This work provides several new insights on the robustness of Kearns'
statistical query framework against challenging label-noise models. First, we
build on a recent result by \cite{DBLP:journals/corr/abs-2006-04787} that
showed noise tolerance of distribution-independently evolvable concept classes
under Massart noise. Specifically, we extend their characterization to more
general noise models, including the Tsybakov model which considerably
generalizes the Massart condition by allowing the flipping probability to be
arbitrarily close to $\frac{1}{2}$ for a subset of the domain. As a corollary,
we employ an evolutionary algorithm by \cite{DBLP:conf/colt/KanadeVV10} to
obtain the first polynomial time algorithm with arbitrarily small excess error
for learning linear threshold functions over any spherically symmetric
distribution in the presence of spherically symmetric Tsybakov noise.
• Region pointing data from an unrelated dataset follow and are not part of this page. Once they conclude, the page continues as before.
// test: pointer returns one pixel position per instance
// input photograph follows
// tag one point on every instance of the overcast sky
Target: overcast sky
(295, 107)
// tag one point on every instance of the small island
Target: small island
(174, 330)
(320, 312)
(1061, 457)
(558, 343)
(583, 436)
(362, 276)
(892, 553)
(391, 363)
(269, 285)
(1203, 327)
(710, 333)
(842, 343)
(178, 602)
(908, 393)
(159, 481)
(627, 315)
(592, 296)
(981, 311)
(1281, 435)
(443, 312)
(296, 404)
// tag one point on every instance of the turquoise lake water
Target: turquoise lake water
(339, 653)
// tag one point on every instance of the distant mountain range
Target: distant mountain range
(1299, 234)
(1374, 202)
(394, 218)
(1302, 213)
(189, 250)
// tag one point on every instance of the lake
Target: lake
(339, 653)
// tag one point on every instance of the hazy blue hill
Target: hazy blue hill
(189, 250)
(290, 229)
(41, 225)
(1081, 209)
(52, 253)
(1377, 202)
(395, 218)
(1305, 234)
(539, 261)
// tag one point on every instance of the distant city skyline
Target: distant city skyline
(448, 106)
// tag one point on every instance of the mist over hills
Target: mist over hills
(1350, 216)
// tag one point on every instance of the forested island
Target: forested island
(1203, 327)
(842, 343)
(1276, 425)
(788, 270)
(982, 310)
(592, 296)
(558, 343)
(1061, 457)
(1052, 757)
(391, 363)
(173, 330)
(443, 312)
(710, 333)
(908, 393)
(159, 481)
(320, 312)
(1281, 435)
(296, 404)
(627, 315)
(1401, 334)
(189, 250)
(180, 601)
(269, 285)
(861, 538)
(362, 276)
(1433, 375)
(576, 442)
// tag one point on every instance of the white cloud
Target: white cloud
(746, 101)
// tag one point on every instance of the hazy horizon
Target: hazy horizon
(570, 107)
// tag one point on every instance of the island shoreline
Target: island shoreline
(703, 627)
Moreover,
we posit access to a stronger oracle, in which for every labeled example we
additionally obtain its flipping probability. In this model, we show that every
SQ learnable class admits an efficient learning algorithm with OPT + $\epsilon$
misclassification error for a broad class of noise models. This setting
substantially generalizes the widely-studied problem of classification under
RCN with known noise rate, and corresponds to a non-convex optimization problem
even when the noise function -- i.e. the flipping probabilities of all points
-- is known in advance.